Design of a Leaf-Bottom Pest Control Robot with Adaptive Chassis and Adjustable Selective Nozzle

Pest control is an important guarantee for agricultural production. Pests are mostly light-avoiding and often gather on the bottom of crop leaves. However, spraying agricultural machinery mostly adopts top-down spraying, which suffers from low pesticide utilization and poor insect removal effect. Therefore, the upward spraying mode and intelligent nozzle have gradually become the research hotspot of precision agriculture. This paper designs a leaf-bottom pest control robot with adaptive chassis and adjustable selective nozzle. Firstly, the adaptive chassis is designed based on the MacPherson suspension, which uses shock absorption to drive the track to swing within a 30° angle. Secondly, a new type of cone angle adjustable selective nozzle was developed, which achieves adaptive selective precision spraying under visual guidance.
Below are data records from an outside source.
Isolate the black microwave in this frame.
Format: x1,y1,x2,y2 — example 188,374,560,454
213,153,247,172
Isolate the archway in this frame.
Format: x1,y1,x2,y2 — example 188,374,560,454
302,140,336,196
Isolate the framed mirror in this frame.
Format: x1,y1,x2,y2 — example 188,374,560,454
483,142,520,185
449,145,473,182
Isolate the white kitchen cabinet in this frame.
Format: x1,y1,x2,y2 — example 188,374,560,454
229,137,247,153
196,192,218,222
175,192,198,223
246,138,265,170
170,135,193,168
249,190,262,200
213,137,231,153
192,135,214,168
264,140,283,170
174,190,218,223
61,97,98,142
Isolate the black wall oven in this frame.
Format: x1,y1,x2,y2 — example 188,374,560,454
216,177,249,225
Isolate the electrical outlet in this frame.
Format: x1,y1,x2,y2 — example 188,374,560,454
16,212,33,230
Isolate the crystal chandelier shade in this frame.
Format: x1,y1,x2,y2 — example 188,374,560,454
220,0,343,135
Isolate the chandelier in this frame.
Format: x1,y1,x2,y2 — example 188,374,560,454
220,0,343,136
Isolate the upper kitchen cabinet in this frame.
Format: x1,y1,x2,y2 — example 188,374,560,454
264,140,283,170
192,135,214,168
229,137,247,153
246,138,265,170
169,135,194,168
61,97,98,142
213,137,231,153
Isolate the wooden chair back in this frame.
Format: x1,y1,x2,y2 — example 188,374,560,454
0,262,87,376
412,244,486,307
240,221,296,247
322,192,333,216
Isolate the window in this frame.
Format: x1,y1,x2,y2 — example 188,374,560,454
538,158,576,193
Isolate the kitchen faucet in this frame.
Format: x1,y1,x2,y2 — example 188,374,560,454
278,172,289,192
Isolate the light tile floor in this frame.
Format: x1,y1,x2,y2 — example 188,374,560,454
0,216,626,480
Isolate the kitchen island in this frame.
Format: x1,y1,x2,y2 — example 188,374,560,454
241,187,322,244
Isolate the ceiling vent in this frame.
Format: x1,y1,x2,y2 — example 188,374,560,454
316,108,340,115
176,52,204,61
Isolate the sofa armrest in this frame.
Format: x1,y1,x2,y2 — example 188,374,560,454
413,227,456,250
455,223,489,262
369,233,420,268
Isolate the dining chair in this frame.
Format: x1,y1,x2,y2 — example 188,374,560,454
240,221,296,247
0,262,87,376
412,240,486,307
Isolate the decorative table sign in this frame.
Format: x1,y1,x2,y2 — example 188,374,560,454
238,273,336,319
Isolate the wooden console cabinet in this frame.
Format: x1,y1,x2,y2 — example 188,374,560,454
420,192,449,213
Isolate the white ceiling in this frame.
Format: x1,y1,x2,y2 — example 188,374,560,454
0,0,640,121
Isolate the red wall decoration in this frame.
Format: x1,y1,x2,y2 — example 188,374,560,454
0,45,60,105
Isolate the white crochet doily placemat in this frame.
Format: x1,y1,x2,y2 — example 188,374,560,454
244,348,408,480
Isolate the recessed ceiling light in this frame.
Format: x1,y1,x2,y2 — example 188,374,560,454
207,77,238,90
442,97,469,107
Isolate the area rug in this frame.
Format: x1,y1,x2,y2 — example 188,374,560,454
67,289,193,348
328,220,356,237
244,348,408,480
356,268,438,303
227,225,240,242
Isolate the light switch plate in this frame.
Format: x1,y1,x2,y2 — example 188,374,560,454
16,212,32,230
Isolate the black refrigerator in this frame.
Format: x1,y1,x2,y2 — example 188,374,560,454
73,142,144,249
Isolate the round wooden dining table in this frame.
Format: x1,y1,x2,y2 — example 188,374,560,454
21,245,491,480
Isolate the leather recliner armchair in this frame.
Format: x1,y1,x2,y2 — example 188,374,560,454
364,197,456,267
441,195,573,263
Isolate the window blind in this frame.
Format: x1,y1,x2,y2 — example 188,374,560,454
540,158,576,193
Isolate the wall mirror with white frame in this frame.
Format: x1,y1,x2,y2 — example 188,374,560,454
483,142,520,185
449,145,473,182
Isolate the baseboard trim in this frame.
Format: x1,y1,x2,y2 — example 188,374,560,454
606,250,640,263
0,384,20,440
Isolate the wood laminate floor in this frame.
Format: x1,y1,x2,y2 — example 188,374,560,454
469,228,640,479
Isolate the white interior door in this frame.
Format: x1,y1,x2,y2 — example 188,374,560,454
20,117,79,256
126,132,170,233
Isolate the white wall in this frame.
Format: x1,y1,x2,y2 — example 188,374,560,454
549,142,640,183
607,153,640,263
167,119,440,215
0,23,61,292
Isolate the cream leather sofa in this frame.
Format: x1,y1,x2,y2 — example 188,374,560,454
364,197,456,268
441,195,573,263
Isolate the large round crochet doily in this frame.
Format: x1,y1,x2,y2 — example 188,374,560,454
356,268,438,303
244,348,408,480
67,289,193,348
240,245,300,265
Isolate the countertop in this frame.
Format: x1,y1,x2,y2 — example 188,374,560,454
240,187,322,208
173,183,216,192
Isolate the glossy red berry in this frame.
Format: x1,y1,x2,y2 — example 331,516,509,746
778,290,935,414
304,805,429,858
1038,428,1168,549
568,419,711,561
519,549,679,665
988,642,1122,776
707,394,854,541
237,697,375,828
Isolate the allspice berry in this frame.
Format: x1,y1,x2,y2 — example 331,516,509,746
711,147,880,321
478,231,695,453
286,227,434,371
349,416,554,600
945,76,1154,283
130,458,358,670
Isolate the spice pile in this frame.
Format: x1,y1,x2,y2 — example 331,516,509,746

Then, based on a convolutional block attention module (CBAM), the multi-CBAM-YOLOv5s network model was improved to achieve a 70% recognition rate of leaf-bottom spotted bad point in video streams. Finally, functional tests of the adaptive chassis and the adjustable selective spraying system were conducted. The data indicate that the adaptive chassis can adapt to diverse single-ridge requirements of soybeans and corn while protecting the ridge slopes. The selective spraying system achieves 70% precision in pesticide application, greatly reducing the use of pesticides. The scheme explores a ridge-friendly leaf-bottom pest control plan, providing a technical reference for improving spraying effect, reducing pesticide usage, and mitigating environmental pollution.